Bitcoin in the Philippines: Lessons for Emerging Nations



I was recently invited to join a panel at Geeks on a Beach, a tech startup conference on the holiday island of Cebu, speaking to a tech-savvy audience eager to learn more about one of my favourite topics: Bitcoin and Remittances.

My Bitcoin panel included Nick Sullivan, founder of ChangeTip, a service making it easy to send Bitcoin to people who write things you like on the internet, and Sam Kaddoura, founder of, a place to buy Bitcoins in the Philippines. The panel was moderated by Ron Hose, founder of and my co-panelist at Inside Bitcoins Hong Kong and Echelon 2014 Singapore.

While wealthy nations are funding apps that say "Yo", grassroots tech incubators in emerging countries are quietly figuring out how to solve issues that increase their quality of life. Real solutions to real problems - this is was the essence of the Geeks on a Beach conference.

How the Philippines Connects and Makes Payments

Filipinos Love Social Media

The Philippines has a culturally diverse population of 100 million, scattered over an archipelago of over 7,000 beautiful tropical islands. How do the citizens stay connected? The answer is social media.  Filipinos are among the most active social media users in the world, illustrated by a remarkable 98% Facebook penetration rate and Makati City being named Time magazine's Selfie Capital of the world for Instagram selfie shares.

Social media is used extensively, both by citizens and government bodies. Cities and regions have their own Facebook pages and Twitter accounts. Public services are monitored, and called out by the populace when they don't do their jobs properly: there is no hiding from a tweeted picture of rubbish left uncollected.

Pre-Paid Mobile Talktime

Credit card penetration, I was told, is less than 10%in the Philippines and a similarly low proportion of people are 'banked'. This is due to Filipinos’ preferences for avoiding debt and not spending money they have yet to earn (an attitude the West may very well wish to consider).  

But even the unbanked want and need to transfer value. A popular solution is pre-paid mobile talktime which is used extensively for payments. Although pre-paid mobile talktime, like Bitcoin, is valuable and useful, it’s acceptance is limited by its own ecosystem.

Bitcoin Could Reshape Commerce in the Philippines

Bitcoin transcends phone operators, geographies, politics, and borders. It is the ultimate pre-paid talktime: decentralised, and universally compatible. Making Bitcoin easier to acquire and distribute would push merchant acceptance and create a compelling ecosystem that opens the world to the unbanked and the unbanked to the world.  

Bitcoins would allow the unbanked to make payments both domestically and internationally for a good or service. This is a game changer for merchants, increasing their audience, marketplace and reach.

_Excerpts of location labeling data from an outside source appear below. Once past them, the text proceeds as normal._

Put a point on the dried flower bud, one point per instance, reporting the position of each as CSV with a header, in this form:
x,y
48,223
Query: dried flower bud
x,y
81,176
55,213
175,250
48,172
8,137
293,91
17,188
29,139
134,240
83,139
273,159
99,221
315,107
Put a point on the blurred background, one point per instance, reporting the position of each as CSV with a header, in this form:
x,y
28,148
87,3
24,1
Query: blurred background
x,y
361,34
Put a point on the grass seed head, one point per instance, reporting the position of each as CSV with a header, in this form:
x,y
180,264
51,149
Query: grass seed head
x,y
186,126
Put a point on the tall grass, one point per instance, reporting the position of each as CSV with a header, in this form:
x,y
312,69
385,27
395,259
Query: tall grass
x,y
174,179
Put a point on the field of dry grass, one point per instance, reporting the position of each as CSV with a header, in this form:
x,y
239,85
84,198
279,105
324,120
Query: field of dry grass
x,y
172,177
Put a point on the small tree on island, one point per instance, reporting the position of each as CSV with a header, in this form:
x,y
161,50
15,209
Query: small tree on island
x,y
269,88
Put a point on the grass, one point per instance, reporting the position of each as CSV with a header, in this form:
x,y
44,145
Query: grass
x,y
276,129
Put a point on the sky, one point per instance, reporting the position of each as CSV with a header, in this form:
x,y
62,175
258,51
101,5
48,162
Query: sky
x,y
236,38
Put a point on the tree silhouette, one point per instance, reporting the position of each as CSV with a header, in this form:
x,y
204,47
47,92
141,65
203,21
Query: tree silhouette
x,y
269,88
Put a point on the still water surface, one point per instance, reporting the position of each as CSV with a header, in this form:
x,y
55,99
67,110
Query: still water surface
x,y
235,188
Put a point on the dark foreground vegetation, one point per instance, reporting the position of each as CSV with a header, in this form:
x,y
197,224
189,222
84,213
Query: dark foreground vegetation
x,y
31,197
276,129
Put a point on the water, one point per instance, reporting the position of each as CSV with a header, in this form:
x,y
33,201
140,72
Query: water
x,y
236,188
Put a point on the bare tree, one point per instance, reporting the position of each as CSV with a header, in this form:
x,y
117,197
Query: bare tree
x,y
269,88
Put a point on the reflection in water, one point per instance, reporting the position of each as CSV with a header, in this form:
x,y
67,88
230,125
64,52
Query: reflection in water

Lessons for the Emerging World

Although in many ways the Philippines is unique, we can extend the lessons learned to similar emerging economies. Nations with poor financial infrastructure and those where many citizens lack a physical address and can't get bank accounts or credit cards (or choose not to) are natural candidates for digital currency adoption. With added leadership, coaching, and funding to the nascent entrepreneurial startup scene, the Philippines has the potential to become a testbed of social finance applications for other emerging economies.

I look forward to working with bitcoin and digital currency companies in the Philippines. While wealthy nations will build the essential infrastructure and ecosystem for cryptocurrencies, the greatest social impact will be witnessed in the emerging world.